Other fish: In addition to salmon, there are plenty of other fish that are sources of Omega 3 . It is generally recommended to consume fish two to three times a week. So, here are some fish, crustaceans and molluscs that have a high content of Omega 3 :
– Anchovies ;
– Albacore;
– Canned tuna;
– Sardines ;
– Trout;
– Crab;
– Scallops;
– Lobster ;
– Tilapia ;
– Shrimp ;
Other Oils: In addition to fish oil, there are other oils that are excellent sources of Omega 3 . Such oils as linseed oil, canola oil, olive oil , and soybean oil . Olive and canola oils can easily be a part of our diet by adding them to vegetables like broccoli , asparagus , carrots , onions or potatoes , thus leading to a healthy diet .
Flaxseeds: Flaxseeds and flaxseed oilare excellent sources of Omega 3 and they must be ground to obtain the most nutrients as the outer hull of the seed is very difficult to digest. Flaxseeds can easily be found in the health section of any local grocery store.
Eggs: Those who don’t like fish can choose to eat eggs as eggs are also among the Omega 3 rich foods, prefer eggs from meat or grass fed hens. They are readily available on most supermarket shelves.
Chia Seeds: Being another source of Omega 3 , walnut seeds were used by the Aztecs as their main source of energy for hundreds of years. These little seeds are rich in fiber , protein, calcium , magnesium and phosphorus . They can also be used as a substitute for whole grains. Unlike other seeds, it is not necessary to grind them for your body to absorb the nutrients. Chia seeds can be used in yogurts, cereals and salads, and added to shakes and bread doughs. One or two tablespoons of chia seeds a day is considered a very healthy amount.

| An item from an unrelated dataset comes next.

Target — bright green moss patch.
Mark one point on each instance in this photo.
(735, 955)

Hemp Seeds: Hemp seeds contain more Omega 3 than any nuts or seeds. They are rich in protein , minerals and polyunsaturated Omega 3 , such as gamma-linolenic acid (GLA) and stearidonic acid (SDA). Hemp seeds can also be sprinkled over foods that are to be stored in the freezer to prevent them from spoiling.
Cauliflower: Cauliflower also contains a good amount of Omega 3 , which makes this vegetable heart -healthy . In addition to Omega 3 , cauliflower is also rich in nutrients like potassium, magnesium , and niacin . To retain its nutrients, cauliflower should be steamed for no more than 5 to 6 minutes.
Brussels Sprouts: These little green vegetables are a reservoir of various nutrients, including Omega 3 , and are considered a perfect food for promotinghealthy, beautiful skin . They should be steamed for about 5 minutes before consuming it. Each serving of Brussels sprouts contains about 430 milligrams of alpha-linolenic acid.
Purslane: This lightly peppered leaf contains about 400 milligrams of Omega -3s per serving. It is also rich in calcium, potassium , iron and vitamin A. This puts it at the top of the Omega 3 foods list .
Perilla Oil: This oil is extracted from the seeds of the perilla herb and is an excellent Omega 3 food . More than 50% of perilla oil has Omega 3 . Now that you know about Omega 3 rich foods, we are sure you will try to incorporate them into your diet.